An improper integral has either an infinite limit of integration or an integrand with an infinite discontinuity in the interval. It is evaluated as a limit: the integral from a to infinity of f(x) dx = lim(b->infinity) of the integral from a to b of f(x) dx. If this limit exists and is finite, the integral converges; otherwise, it diverges. The p-integral (integral of 1/x^p from 1 to infinity) converges if and only if p > 1, a key benchmark.
Start with concrete examples: integral of 1/x^2 from 1 to infinity (converges to 1) vs. integral of 1/x from 1 to infinity (diverges). Evaluate by antidifferentiating and taking the limit. Practice both types of impropriety (infinite bounds and discontinuous integrands). Introduce the p-test as a reference point.

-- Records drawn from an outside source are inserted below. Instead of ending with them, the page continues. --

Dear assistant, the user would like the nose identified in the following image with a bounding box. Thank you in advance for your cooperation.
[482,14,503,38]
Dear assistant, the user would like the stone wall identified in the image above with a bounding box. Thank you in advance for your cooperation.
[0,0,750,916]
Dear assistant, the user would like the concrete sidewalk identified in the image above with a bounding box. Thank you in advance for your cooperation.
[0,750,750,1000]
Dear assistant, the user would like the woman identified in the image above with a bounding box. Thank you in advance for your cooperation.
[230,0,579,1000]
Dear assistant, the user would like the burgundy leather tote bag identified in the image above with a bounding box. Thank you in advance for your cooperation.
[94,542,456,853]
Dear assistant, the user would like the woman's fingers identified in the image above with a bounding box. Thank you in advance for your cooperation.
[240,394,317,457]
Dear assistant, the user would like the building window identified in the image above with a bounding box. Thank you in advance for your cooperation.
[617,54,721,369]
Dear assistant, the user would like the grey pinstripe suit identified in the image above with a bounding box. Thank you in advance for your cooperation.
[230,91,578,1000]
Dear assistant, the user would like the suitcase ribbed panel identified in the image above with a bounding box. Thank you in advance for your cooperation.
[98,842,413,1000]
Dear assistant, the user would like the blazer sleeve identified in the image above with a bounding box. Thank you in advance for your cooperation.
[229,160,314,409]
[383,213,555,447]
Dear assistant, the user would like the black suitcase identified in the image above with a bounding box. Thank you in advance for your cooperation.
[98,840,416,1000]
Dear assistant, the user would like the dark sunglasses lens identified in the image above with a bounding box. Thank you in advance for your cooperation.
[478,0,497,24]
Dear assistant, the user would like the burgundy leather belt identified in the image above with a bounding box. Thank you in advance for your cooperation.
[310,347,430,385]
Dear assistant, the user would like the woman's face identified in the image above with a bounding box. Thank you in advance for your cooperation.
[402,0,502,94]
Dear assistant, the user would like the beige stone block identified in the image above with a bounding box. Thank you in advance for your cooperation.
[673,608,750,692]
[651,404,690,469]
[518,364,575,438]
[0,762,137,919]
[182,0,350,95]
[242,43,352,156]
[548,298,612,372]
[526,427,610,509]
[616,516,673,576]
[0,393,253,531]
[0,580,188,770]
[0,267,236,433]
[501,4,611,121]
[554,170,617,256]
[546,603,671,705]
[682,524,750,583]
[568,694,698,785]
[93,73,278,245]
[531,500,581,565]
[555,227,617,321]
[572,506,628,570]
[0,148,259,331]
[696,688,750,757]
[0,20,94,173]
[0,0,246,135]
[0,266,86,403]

The Fundamental Theorem of Calculus tells you how to evaluate ∫ₐᵇ f(x) dx: find an antiderivative and plug in the limits. But this recipe assumes f is continuous on a closed, bounded interval [a, b]. An improper integral violates at least one of those conditions — either a limit is ±∞, or the integrand blows up somewhere in the interval. Because you can't "plug in" infinity, you replace the problematic boundary with a parameter and take a limit.
For an infinite upper limit: ∫₁^∞ f(x) dx = lim_{b→∞} ∫₁^b f(x) dx. If the limit exists and is finite, the integral converges to that value; otherwise it diverges. The p-integral ∫₁^∞ 1/xᵖ dx is the benchmark. When p > 1, the antiderivative is x^{1−p}/(1−p), which goes to 0 as x → ∞, giving a finite answer: it converges to 1/(p−1). When p = 1, the antiderivative is ln(x), which grows without bound — diverges. When p < 1, even worse divergence. So the rule is: ∫₁^∞ 1/xᵖ dx converges if and only if p > 1.
The most common error is forgetting that the integrand going to zero is necessary but not sufficient for convergence. The function 1/x → 0 as x → ∞, yet ∫₁^∞ 1/x dx diverges. Intuitively, 1/x shrinks, but it shrinks too slowly — the accumulation outpaces the decay. In contrast, 1/x² shrinks fast enough that the infinite tail has finite total area. The distinction between "slow decay" and "fast decay" is precisely what the p-test captures.
The second type of improper integral involves an integrand with an infinite discontinuity inside the interval. Consider ∫₀¹ 1/√x dx: the integrand blows up at x = 0. Replace the problem boundary with a parameter: lim_{a→0⁺} ∫ₐ¹ 1/√x dx = lim_{a→0⁺} [2√x]ₐ¹ = 2 − 0 = 2, which converges. The key habit is always checking: does the integrand have any discontinuities on the interval, including at the endpoints? A subtle discontinuity buried inside an interval — like 1/x on [−1, 1] — is easy to miss, but naively applying the FTC gives the wrong answer of 0 (when the integral actually diverges).